Keystone is a town in Bayfield County, Wisconsin, United States. The population was 373 at the 2020 census, down from 378 at the 2010 census. The unincorporated community of Ino is located in the town.

==Geography==
According to the United States Census Bureau, the town has a total area of 93.4 sqkm, of which 92.7 sqkm is land and 0.7 sqkm, or 0.75%, is water.

==Demographics==
As of the census of 2000, there were 369 people, 146 households, and 109 families residing in the town. The population density was 10.3 people per square mile (4.0/km^{2}). There were 186 housing units at an average density of 5.2 per square mile (2.0/km^{2}). The racial makeup of the town was 95.93% White, 3.25% Native American, and 0.81% from two or more races. Hispanic or Latino of any race were 0.81% of the population.

There were 146 households, out of which 30.1% had children under the age of 18 living with them, 61.6% were married couples living together, 6.2% had a female householder with no husband present, and 24.7% were non-families. 20.5% of all households were made up of individuals, and 9.6% had someone living alone who was 65 years of age or older. The average household size was 2.53 and the average family size was 2.91.

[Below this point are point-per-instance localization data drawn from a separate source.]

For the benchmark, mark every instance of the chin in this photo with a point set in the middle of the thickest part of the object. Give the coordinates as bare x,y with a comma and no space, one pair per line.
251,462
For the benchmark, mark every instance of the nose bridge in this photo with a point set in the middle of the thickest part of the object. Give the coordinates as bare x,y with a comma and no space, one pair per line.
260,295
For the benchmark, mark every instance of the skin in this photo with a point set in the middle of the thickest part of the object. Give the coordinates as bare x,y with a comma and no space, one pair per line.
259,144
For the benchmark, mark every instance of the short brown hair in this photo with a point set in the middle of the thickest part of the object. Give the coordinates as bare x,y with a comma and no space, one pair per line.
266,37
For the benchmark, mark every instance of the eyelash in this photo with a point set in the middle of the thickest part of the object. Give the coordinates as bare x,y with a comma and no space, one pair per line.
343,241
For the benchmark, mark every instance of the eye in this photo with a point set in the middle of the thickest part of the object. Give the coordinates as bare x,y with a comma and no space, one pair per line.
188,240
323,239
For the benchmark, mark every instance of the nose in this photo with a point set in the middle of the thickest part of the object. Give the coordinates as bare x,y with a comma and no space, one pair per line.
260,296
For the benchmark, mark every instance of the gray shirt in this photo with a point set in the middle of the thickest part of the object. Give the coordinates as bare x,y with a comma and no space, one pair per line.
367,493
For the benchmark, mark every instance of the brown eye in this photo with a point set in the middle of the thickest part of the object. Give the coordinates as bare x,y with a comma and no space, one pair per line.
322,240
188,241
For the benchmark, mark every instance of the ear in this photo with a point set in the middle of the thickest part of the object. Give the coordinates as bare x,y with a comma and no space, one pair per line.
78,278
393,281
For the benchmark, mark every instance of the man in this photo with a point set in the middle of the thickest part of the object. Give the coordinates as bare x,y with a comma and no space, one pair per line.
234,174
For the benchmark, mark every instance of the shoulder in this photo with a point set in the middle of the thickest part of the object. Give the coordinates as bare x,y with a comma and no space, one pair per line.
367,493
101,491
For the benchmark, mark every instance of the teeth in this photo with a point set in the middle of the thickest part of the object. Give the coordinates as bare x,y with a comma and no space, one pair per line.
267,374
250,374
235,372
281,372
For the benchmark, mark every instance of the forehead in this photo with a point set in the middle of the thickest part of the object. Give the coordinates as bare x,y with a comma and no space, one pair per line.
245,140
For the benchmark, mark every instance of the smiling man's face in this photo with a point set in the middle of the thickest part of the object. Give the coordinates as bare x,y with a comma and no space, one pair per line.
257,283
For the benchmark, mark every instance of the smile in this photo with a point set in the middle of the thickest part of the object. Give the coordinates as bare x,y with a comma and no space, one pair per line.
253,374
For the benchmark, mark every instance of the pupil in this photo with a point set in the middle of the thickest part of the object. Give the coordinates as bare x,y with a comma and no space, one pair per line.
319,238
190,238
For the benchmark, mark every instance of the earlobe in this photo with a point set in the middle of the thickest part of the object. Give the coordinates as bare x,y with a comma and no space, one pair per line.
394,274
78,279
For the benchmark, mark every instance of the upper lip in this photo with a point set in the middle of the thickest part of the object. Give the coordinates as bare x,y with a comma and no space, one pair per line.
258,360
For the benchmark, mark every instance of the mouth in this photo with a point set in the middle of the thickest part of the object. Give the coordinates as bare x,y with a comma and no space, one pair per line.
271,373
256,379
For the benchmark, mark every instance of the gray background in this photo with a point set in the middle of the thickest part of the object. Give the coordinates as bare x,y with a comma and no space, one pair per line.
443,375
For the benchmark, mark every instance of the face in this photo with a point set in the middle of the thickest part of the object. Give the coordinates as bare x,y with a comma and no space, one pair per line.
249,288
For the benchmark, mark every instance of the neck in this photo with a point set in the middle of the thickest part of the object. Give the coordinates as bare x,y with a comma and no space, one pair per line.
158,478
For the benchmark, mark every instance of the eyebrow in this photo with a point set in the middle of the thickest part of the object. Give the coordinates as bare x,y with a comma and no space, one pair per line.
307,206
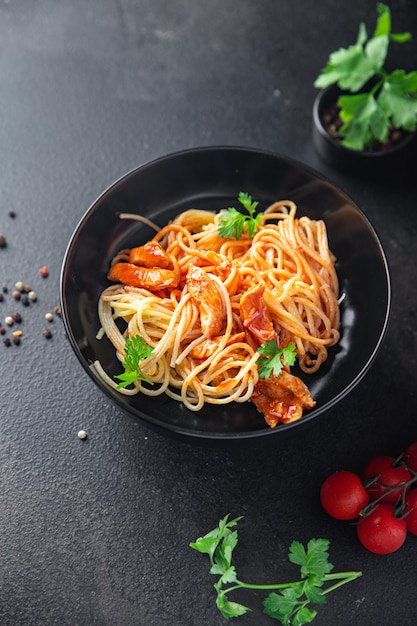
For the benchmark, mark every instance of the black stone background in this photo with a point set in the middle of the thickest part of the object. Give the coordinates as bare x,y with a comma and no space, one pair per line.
96,532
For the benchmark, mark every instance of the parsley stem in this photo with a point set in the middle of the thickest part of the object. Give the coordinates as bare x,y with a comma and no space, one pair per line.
342,577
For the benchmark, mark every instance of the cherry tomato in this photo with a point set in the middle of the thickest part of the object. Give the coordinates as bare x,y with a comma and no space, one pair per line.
411,511
388,477
343,495
410,456
381,532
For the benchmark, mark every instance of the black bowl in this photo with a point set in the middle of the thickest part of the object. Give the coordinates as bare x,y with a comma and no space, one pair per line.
211,178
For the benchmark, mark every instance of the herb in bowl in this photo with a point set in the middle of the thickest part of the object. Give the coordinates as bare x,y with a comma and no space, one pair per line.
378,106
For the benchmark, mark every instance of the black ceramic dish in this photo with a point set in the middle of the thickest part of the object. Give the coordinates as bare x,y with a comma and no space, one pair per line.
211,178
364,163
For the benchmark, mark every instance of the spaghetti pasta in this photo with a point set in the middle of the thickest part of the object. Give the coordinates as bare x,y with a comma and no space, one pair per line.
206,303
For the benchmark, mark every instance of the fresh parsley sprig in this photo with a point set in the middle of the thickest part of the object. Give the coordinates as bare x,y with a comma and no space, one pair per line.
274,358
234,224
286,602
136,349
391,99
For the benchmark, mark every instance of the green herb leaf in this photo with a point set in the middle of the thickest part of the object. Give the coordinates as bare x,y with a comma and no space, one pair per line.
274,358
233,223
288,603
281,606
352,67
314,561
390,100
398,99
364,119
136,349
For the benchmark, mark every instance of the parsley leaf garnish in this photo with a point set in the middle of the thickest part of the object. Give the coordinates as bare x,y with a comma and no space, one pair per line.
233,223
286,602
274,358
391,99
136,349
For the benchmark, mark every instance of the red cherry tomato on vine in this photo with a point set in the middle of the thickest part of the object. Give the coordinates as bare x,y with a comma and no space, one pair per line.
343,496
388,477
410,456
381,532
410,511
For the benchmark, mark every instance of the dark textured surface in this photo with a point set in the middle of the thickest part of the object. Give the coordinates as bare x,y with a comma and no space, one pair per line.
96,532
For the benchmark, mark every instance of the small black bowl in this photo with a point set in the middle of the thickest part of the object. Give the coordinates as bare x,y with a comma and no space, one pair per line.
211,178
391,159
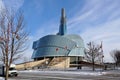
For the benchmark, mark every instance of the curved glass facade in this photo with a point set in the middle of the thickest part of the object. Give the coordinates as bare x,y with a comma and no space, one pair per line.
56,45
60,44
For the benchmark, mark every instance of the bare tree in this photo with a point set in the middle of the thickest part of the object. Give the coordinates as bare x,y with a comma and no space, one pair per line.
94,53
115,54
12,38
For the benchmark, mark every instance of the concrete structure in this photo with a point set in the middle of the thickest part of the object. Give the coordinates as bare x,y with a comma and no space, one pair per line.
59,46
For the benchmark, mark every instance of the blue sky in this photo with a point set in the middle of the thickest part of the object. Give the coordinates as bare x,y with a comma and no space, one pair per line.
93,20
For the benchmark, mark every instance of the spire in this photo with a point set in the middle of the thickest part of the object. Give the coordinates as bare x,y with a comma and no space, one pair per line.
62,28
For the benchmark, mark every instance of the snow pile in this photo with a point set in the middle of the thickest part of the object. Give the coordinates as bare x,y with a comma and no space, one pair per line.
1,78
95,73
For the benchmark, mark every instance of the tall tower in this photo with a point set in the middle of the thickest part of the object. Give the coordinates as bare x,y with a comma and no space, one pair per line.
63,28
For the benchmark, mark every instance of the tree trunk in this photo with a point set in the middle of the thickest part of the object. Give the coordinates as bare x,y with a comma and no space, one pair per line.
93,65
6,72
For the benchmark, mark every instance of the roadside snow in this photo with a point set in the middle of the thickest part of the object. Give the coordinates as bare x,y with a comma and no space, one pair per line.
1,78
95,73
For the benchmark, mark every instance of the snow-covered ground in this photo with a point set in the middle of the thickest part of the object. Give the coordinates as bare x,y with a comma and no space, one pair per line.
1,78
93,73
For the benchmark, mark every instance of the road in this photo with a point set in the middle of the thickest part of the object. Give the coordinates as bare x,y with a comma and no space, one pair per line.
64,76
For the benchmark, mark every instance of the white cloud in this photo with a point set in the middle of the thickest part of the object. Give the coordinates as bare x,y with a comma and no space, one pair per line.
13,5
99,21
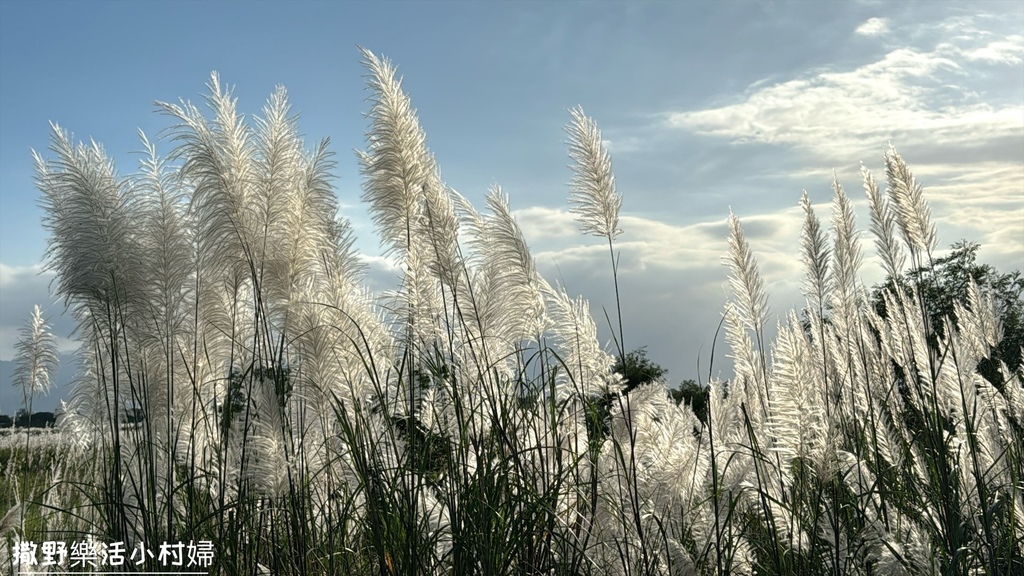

In the town, the population was spread out, with 23.0% under the age of 18, 4.6% from 18 to 24, 25.7% from 25 to 44, 27.9% from 45 to 64, and 18.7% who were 65 years of age or older. The median age was 42 years. For every 100 females, there were 103.9 males. For every 100 females age 18 and over, there were 104.3 males.

The median income for a household in the town was $40,500, and the median income for a family was $41,625. Males had a median income of $33,333 versus $19,219 for females. The per capita income for the town was $15,638. About 15.3% of families and 20.0% of the population were below the poverty line, including 38.2% of those under age 18 and 7.5% of those age 65 or over.